Banco Central de Cuba atribui medida a decreto dos Estados Unidos que ampliou restrições econômicas contra o país
Cuba deixará de processar pagamentos com cartões Visa e Mastercard a partir deste sábado (6/6). A informação foi divulgada nesta quarta-feira (3/6) pelo Banco Central do país, que atribuiu a medida às sanções impostas pelos Estados Unidos contra a ilha.
Segundo a autoridade monetária cubana, o banco estrangeiro responsável por processar as operações com as duas bandeiras informou que encerrará sua relação com a FINCIMEX, empresa cubana que intermediava essas transações.
Com isso, Cuba ficará impossibilitada de receber pagamentos por bens e serviços realizados por meio de cartões Visa e Mastercard.
Apesar da suspensão das operações com as bandeiras, o Banco Central local informou que outros meios de pagamento continuarão disponíveis no país, como dinheiro em espécie, os cartões nacionais Classic e Tropical e os cartões internacionais Mir e UnionPay.

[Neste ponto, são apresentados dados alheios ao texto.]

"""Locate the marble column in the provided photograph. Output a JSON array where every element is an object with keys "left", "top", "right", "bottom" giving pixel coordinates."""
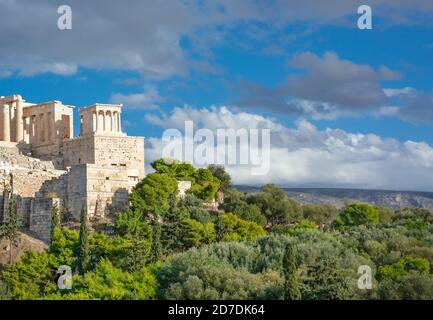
[
  {"left": 29, "top": 116, "right": 35, "bottom": 145},
  {"left": 35, "top": 114, "right": 41, "bottom": 145},
  {"left": 44, "top": 112, "right": 51, "bottom": 143},
  {"left": 92, "top": 112, "right": 98, "bottom": 133},
  {"left": 15, "top": 101, "right": 24, "bottom": 142},
  {"left": 110, "top": 112, "right": 114, "bottom": 132},
  {"left": 2, "top": 104, "right": 11, "bottom": 142},
  {"left": 117, "top": 112, "right": 122, "bottom": 132},
  {"left": 96, "top": 111, "right": 104, "bottom": 132}
]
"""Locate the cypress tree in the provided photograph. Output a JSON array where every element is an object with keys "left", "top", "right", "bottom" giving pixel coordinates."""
[
  {"left": 283, "top": 244, "right": 301, "bottom": 300},
  {"left": 77, "top": 204, "right": 89, "bottom": 274},
  {"left": 0, "top": 197, "right": 22, "bottom": 263},
  {"left": 50, "top": 203, "right": 60, "bottom": 241}
]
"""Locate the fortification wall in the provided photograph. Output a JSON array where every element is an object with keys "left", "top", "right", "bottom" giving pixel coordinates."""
[{"left": 94, "top": 135, "right": 144, "bottom": 182}]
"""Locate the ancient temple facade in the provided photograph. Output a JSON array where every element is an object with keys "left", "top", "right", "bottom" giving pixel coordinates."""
[{"left": 0, "top": 95, "right": 145, "bottom": 241}]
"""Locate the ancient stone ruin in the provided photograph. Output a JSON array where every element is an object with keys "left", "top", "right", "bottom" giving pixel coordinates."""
[{"left": 0, "top": 95, "right": 144, "bottom": 241}]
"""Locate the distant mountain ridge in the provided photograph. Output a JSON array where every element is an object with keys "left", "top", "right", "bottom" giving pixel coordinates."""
[{"left": 236, "top": 186, "right": 433, "bottom": 210}]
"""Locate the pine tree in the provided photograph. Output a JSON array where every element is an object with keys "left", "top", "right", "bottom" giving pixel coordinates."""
[
  {"left": 0, "top": 197, "right": 22, "bottom": 264},
  {"left": 152, "top": 214, "right": 162, "bottom": 262},
  {"left": 77, "top": 205, "right": 89, "bottom": 274},
  {"left": 50, "top": 203, "right": 60, "bottom": 241},
  {"left": 283, "top": 244, "right": 301, "bottom": 300}
]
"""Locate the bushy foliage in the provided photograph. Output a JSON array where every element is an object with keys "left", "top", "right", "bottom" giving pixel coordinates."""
[
  {"left": 247, "top": 184, "right": 302, "bottom": 225},
  {"left": 0, "top": 160, "right": 433, "bottom": 300},
  {"left": 215, "top": 213, "right": 265, "bottom": 241},
  {"left": 334, "top": 203, "right": 379, "bottom": 229}
]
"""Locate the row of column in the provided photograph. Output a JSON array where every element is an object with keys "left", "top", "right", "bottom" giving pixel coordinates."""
[
  {"left": 1, "top": 101, "right": 24, "bottom": 142},
  {"left": 24, "top": 112, "right": 56, "bottom": 145},
  {"left": 93, "top": 111, "right": 122, "bottom": 132}
]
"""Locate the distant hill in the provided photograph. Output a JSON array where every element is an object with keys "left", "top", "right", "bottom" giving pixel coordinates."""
[{"left": 236, "top": 186, "right": 433, "bottom": 210}]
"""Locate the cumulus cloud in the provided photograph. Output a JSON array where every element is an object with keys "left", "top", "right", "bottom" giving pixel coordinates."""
[
  {"left": 236, "top": 52, "right": 401, "bottom": 119},
  {"left": 110, "top": 86, "right": 164, "bottom": 110},
  {"left": 0, "top": 0, "right": 433, "bottom": 79},
  {"left": 146, "top": 106, "right": 433, "bottom": 190},
  {"left": 384, "top": 87, "right": 433, "bottom": 124}
]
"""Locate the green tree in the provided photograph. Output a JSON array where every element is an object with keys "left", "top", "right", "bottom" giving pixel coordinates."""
[
  {"left": 378, "top": 256, "right": 430, "bottom": 280},
  {"left": 50, "top": 203, "right": 60, "bottom": 240},
  {"left": 191, "top": 168, "right": 220, "bottom": 201},
  {"left": 151, "top": 159, "right": 195, "bottom": 180},
  {"left": 208, "top": 164, "right": 233, "bottom": 193},
  {"left": 247, "top": 184, "right": 302, "bottom": 225},
  {"left": 152, "top": 217, "right": 162, "bottom": 262},
  {"left": 129, "top": 173, "right": 177, "bottom": 212},
  {"left": 283, "top": 244, "right": 301, "bottom": 300},
  {"left": 113, "top": 208, "right": 151, "bottom": 240},
  {"left": 77, "top": 205, "right": 90, "bottom": 274},
  {"left": 215, "top": 213, "right": 265, "bottom": 241},
  {"left": 302, "top": 204, "right": 337, "bottom": 226},
  {"left": 0, "top": 197, "right": 22, "bottom": 263},
  {"left": 179, "top": 219, "right": 216, "bottom": 249},
  {"left": 333, "top": 202, "right": 379, "bottom": 229}
]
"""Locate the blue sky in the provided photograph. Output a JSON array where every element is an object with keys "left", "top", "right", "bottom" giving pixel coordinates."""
[{"left": 0, "top": 0, "right": 433, "bottom": 190}]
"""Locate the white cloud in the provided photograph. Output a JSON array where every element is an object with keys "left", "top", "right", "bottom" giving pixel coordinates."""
[
  {"left": 146, "top": 106, "right": 433, "bottom": 190},
  {"left": 0, "top": 0, "right": 433, "bottom": 79},
  {"left": 110, "top": 86, "right": 164, "bottom": 110},
  {"left": 235, "top": 52, "right": 401, "bottom": 119}
]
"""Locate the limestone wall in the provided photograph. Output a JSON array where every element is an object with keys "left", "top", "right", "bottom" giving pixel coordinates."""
[
  {"left": 87, "top": 165, "right": 132, "bottom": 217},
  {"left": 94, "top": 136, "right": 144, "bottom": 182},
  {"left": 61, "top": 136, "right": 95, "bottom": 167},
  {"left": 30, "top": 198, "right": 60, "bottom": 242}
]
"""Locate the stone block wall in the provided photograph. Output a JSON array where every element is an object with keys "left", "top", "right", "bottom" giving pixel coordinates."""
[
  {"left": 61, "top": 136, "right": 95, "bottom": 167},
  {"left": 30, "top": 198, "right": 60, "bottom": 242}
]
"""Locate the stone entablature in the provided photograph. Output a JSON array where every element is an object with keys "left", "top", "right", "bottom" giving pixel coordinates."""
[{"left": 0, "top": 95, "right": 145, "bottom": 241}]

Sanções dos EUA contra Cuba
De acordo com o Banco Central cubano, a decisão está relacionada à Ordem Executiva nº 14404, assinada pelo presidente dos Estados Unidos, Donald Trump, em 1º de maio.

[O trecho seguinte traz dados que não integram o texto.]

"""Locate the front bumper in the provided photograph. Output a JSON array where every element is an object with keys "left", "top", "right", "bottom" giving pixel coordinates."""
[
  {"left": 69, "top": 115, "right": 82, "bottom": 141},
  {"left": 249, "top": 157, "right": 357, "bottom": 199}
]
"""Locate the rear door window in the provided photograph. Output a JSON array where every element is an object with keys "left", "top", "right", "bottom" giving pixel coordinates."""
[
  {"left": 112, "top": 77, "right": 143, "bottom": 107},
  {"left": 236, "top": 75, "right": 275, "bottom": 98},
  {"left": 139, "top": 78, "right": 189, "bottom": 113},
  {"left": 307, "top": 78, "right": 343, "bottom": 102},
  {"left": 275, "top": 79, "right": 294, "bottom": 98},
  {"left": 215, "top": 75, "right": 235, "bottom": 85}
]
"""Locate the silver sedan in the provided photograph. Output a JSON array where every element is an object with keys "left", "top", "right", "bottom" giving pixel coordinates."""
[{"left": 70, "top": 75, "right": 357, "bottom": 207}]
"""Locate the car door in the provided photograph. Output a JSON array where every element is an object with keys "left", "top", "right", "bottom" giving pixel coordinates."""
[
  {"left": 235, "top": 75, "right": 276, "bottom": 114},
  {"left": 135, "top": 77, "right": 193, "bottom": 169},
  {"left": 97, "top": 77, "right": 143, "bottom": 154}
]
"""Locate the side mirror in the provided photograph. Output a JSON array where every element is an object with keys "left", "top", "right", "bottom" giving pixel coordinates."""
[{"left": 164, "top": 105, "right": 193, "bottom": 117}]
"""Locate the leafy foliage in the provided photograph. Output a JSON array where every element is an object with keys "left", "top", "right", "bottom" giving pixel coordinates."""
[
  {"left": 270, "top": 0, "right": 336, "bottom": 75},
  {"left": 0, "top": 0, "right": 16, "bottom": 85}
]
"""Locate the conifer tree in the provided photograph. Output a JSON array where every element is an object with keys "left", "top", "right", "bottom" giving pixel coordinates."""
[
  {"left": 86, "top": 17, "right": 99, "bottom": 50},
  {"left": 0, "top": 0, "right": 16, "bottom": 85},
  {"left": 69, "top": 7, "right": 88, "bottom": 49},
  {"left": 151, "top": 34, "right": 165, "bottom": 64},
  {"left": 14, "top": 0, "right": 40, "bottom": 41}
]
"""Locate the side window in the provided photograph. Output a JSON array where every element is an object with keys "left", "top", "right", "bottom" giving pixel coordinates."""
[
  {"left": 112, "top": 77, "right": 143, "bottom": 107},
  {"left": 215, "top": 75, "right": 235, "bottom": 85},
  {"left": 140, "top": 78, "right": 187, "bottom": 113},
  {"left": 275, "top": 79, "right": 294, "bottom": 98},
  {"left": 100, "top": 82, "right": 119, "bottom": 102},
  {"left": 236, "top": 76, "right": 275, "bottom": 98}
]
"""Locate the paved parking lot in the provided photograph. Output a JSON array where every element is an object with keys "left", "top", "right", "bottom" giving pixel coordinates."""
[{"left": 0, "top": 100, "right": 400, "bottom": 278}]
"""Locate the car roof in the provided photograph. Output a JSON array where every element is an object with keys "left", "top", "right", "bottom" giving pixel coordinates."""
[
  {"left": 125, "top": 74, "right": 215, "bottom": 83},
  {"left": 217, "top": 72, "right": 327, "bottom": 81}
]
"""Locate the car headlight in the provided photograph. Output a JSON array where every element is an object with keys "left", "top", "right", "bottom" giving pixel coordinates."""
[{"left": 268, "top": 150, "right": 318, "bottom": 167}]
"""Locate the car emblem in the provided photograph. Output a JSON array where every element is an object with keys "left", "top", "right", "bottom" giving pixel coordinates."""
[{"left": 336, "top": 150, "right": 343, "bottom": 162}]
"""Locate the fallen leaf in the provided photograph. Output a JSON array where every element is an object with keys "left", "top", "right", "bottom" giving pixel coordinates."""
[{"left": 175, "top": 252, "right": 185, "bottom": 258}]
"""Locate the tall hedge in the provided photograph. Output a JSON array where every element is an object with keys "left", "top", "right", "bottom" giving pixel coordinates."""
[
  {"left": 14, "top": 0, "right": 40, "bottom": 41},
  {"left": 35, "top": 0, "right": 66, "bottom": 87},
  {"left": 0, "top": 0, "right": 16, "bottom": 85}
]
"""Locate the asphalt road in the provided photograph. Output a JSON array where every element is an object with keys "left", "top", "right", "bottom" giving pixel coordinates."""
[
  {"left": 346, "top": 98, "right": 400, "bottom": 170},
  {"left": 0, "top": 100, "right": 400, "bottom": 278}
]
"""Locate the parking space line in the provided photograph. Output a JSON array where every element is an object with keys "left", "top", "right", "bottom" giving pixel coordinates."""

O decreto ampliou as sanções contra Cuba e autoriza medidas restritivas contra pessoas e entidades ligadas ao aparato de segurança do governo cubano, além de indivíduos considerados responsáveis por repressão no país e por ameaças à segurança nacional dos EUA.

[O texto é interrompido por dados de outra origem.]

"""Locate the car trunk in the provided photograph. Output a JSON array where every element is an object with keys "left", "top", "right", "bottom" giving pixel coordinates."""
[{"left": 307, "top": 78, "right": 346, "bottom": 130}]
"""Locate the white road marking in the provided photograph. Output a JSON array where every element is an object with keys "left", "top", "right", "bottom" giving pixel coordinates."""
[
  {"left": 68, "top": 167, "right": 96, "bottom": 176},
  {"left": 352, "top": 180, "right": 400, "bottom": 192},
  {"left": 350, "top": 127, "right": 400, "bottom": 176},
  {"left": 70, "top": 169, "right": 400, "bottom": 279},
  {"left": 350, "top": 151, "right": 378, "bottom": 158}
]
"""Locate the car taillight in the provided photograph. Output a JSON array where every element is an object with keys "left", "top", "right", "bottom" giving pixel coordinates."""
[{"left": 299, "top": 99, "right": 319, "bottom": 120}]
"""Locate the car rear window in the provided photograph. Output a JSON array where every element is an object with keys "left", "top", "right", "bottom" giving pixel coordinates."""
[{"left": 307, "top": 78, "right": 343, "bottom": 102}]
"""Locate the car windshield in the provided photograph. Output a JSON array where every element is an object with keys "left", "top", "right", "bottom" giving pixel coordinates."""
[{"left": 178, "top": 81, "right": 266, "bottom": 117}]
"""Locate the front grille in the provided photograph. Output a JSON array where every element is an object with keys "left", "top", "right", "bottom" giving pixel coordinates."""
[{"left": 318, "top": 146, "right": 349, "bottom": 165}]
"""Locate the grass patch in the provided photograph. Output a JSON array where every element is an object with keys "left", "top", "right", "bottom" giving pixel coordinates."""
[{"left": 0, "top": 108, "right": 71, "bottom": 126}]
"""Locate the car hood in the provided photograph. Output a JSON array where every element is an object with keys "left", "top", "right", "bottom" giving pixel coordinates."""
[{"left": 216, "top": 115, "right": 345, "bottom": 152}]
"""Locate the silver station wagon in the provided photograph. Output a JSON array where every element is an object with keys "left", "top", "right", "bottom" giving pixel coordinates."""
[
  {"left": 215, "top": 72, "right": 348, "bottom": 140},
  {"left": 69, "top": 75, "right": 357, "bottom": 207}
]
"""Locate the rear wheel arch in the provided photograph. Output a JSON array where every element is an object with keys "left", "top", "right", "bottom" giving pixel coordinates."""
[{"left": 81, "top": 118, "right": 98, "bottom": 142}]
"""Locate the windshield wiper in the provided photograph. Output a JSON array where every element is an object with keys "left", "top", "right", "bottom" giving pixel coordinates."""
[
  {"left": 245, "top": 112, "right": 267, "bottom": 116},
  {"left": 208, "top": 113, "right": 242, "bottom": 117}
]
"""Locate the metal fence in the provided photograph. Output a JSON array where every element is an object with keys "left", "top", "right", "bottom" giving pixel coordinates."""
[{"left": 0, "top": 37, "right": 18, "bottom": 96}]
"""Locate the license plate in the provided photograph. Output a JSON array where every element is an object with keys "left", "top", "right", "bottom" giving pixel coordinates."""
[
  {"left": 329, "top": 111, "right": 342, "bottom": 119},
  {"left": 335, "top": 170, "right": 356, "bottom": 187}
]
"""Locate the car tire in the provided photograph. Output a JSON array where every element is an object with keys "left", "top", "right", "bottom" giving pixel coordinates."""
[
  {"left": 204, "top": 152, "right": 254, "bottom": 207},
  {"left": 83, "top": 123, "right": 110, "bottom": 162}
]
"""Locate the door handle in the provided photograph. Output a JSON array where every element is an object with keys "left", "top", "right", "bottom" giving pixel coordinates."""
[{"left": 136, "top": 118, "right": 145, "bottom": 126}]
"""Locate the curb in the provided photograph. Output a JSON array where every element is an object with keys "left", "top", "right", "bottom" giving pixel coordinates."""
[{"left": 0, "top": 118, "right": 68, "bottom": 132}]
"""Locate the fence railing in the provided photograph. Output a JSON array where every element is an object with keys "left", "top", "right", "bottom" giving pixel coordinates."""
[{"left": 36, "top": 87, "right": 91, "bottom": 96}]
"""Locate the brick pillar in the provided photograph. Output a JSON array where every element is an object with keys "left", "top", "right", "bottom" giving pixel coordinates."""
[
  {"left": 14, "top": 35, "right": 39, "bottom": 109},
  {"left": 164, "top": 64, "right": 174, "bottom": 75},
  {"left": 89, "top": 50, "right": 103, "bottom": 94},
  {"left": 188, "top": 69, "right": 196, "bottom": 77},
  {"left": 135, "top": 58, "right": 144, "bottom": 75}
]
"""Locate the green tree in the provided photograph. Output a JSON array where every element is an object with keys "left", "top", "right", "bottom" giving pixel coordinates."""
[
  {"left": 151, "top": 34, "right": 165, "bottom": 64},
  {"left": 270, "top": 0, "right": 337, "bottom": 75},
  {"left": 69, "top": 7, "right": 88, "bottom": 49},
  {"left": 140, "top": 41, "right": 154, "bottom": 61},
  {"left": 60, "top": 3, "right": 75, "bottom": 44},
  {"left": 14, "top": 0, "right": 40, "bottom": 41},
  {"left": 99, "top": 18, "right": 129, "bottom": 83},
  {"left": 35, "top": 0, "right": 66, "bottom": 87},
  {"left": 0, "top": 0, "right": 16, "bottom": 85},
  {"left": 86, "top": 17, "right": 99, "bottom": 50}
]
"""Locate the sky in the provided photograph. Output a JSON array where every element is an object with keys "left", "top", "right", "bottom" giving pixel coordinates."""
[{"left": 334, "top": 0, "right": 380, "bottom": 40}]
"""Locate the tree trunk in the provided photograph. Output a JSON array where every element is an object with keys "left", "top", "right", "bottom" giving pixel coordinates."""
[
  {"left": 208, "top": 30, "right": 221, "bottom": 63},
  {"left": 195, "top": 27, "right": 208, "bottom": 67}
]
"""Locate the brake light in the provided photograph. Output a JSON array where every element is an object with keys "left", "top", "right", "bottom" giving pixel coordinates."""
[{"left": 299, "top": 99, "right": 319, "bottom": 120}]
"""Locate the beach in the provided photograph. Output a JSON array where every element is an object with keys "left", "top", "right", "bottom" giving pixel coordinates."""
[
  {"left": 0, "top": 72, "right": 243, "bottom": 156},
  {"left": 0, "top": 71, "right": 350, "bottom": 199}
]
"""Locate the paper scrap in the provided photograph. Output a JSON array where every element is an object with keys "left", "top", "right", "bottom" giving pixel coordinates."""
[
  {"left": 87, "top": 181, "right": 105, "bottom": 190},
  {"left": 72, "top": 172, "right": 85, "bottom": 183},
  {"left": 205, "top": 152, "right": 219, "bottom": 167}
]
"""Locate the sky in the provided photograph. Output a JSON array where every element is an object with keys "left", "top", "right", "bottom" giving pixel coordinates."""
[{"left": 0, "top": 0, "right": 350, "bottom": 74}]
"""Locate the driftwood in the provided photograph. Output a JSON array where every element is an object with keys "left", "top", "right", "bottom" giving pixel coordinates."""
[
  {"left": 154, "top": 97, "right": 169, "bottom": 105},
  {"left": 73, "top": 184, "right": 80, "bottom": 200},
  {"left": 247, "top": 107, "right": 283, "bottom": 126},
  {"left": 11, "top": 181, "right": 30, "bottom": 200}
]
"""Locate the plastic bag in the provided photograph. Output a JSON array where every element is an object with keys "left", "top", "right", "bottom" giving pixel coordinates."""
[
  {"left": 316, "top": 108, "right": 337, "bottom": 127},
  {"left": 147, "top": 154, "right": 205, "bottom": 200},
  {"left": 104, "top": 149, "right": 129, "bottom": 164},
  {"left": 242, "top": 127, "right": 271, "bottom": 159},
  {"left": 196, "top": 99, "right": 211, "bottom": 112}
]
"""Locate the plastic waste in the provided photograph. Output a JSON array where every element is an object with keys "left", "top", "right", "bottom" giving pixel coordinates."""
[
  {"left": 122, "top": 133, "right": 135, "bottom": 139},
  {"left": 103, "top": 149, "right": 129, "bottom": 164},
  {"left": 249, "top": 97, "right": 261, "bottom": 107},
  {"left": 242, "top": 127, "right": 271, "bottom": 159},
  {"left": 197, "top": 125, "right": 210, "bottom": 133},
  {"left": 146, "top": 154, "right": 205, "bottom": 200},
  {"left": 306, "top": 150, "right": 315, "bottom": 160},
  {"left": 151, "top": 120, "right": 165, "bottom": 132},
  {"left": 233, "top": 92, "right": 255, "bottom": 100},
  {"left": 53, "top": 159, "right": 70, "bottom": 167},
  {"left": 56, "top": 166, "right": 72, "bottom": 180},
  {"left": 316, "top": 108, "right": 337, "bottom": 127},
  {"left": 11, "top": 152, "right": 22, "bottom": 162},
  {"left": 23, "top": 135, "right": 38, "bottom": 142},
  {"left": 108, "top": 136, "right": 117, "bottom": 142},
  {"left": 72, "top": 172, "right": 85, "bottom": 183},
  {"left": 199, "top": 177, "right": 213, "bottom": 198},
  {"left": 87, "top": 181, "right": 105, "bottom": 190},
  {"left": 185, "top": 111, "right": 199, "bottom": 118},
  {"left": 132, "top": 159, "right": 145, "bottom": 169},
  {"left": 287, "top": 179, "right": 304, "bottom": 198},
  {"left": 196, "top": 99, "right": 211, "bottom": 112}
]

A ordem também dá continuidade a ações anteriores da política americana para Cuba. Segundo o governo dos Estados Unidos, o objetivo é pressionar o regime cubano e incentivar avanços em áreas como direitos humanos, Estado de Direito, livre iniciativa e democracia.
As medidas adotadas por Washington já começam a produzir impactos na atividade econômica de Cuba. Desde a implementação das novas restrições, empresas estrangeiras de diferentes setores têm reduzido ou encerrado suas operações no país, incluindo companhias ligadas ao turismo, à aviação e ao transporte marítimo.
A movimentação é atribuída ao receio de investidores internacionais em manter vínculos com entidades cubanas alcançadas pelas sanções, o que tem contribuído para o aumento da pressão sobre a economia da ilha.